Film Neu im Kino

Ikone der Verlogenheit: Soderberghs "Liberace"

BARBARA SCHWEIZERHOF | aus FALTER 42/13 vom 16.10.2013

Bislang galt Liberace als Ikone der Verlogenheit: der Piano-Entertainer verkaufte sich als konservativer Hetero und Sonnenschein aller Schwiegermütter, gegen jedwede Gerüchte ging er gerichtlich vor. Sein Tod 1987 im Alter von 67 an den Folgen von AIDS wurde zunächst verschleiert. Dennoch schien alles an diesem "King of bling" förmlich "schwul" zu schreien. In "Liberace" betrachten zu Anfang zwei junge Männer seine Show und können nur den Kopf schütteln darüber, wie das Publikum "es" nicht sehen kann. Einer von ihnen ist Scott Thorson (Matt Damon); Liberace (Michael Douglas) wird bald Gefallen an ihm finden und ihn zu sich nach Hause mitnehmen, während im Hintergrund ein anderer junger Mann grollend und schmollend die Koffer packt. Das Augenverschließen nach allen Seiten hin, so zeigt der Film, ist integraler Bestandteil dieses Lebens.

Im Wesentlichen ist "Liberace" ein recht "straightes" Biopic über die letzten Jahren des Entertainers.

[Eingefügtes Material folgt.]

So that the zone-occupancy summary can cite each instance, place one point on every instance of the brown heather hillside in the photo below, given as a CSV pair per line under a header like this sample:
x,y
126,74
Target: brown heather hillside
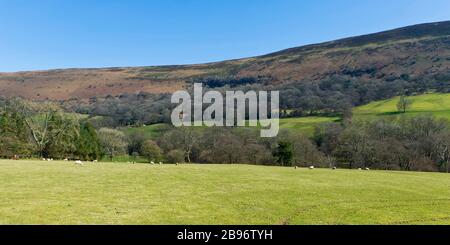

Zwischen Scott und Liberace ist es wie sonst in der Liebe: Auf anfängliche Begeisterung folgen Forderungen, man ist sich zu nah und nicht nah genug, Gefühle erkalten, Bedürfnisse laufen auseinander. Das alles ist mit Soderbergh'scher Sorgfalt und dezent in Szene gesetzt. Vor Sexszenen muss sich hier keiner fürchten, eher vor den modischen Entgleisungen der 1980er.

Michael Douglas spürt Liberaces Widersprüchen zwischen verheimlichter Sexualität und menschlicher Aufgeschlossenheit, zwischen divenhaft und väterlich, mit genau der richtigen Dosis an Zurückhaltung nach. Matt Damon hat daneben die undankbare Aufgabe, als simpel gestrickter junger Mann vom Land zu bestehen. Doch er verleiht seiner Figur so viel Präsenz und Verwundbarkeit, dass man am Ende fast mehr mit ihm mitfühlt als mit der Titelperson. Der Fokus von Soderbergh liegt auf der Betonung des Alltäglichen. Von den verstörenden Elementen in der auf den "Real Life"-Memoiren von Scott Thorson beruhenden Biografie werden die leicht goutierbaren ausgestellt, wie etwa Liberaces Rolle als früher Jünger der plastischen Chirurgie. Ein Film, der ein breites Publikum für eine zwiespältige Gestalt des Showbusiness einnimmt. Nicht, dass dagegen was zu sagen wäre. Am Ende von "Liberace" stört eher das: dass so wenig stört.